Sakujiro curled his lip.

“In the tenements we can rebuild by ourselves. But your magnificent structures cost a great deal more to replace, and you have to pay the poor to do the labor. Your accounts must tell you that.”

He shook his finger in my face. “You speak without caution. Your words are like acid!”

But their truthfulness shot me full of energy. My words gave me back just a little of that which had been denied me. I know I should have dissembled. Could he understand why I spoke as I did? I did not even try to explain. Perhaps I should have.
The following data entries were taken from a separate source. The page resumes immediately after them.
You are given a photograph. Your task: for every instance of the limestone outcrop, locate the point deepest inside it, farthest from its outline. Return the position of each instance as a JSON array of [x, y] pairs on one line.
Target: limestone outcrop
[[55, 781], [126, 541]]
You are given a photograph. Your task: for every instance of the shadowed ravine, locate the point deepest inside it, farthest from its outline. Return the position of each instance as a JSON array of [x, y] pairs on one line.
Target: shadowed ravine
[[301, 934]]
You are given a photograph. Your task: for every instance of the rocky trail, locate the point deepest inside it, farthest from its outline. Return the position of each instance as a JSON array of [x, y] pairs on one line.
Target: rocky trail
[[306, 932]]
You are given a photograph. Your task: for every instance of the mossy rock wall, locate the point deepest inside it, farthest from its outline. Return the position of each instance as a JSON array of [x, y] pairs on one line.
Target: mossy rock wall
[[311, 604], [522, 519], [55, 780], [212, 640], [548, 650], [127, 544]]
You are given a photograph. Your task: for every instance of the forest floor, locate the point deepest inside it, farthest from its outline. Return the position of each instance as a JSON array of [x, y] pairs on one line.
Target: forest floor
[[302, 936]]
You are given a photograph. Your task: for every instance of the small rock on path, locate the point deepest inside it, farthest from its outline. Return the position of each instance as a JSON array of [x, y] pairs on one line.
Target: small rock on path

Instead, I held out my arms to him. “Do you dislike your sister or only disapprove of her?” I said.

“I disapprove of artists who disrespect our regime!”

“It was your father’s way,” I snapped. “He would have disapproved of you for being too respectable!”

“That is a filthy lie! My father was not political. He knew how to stay alive, even if you don’t.”

“And who, then, should speak for the afflicted ones?”

“Why, no one, of course.” He stared at me. “The shogun is their father. He speaks for them. Or are you one of those who favor the return of the emperor?”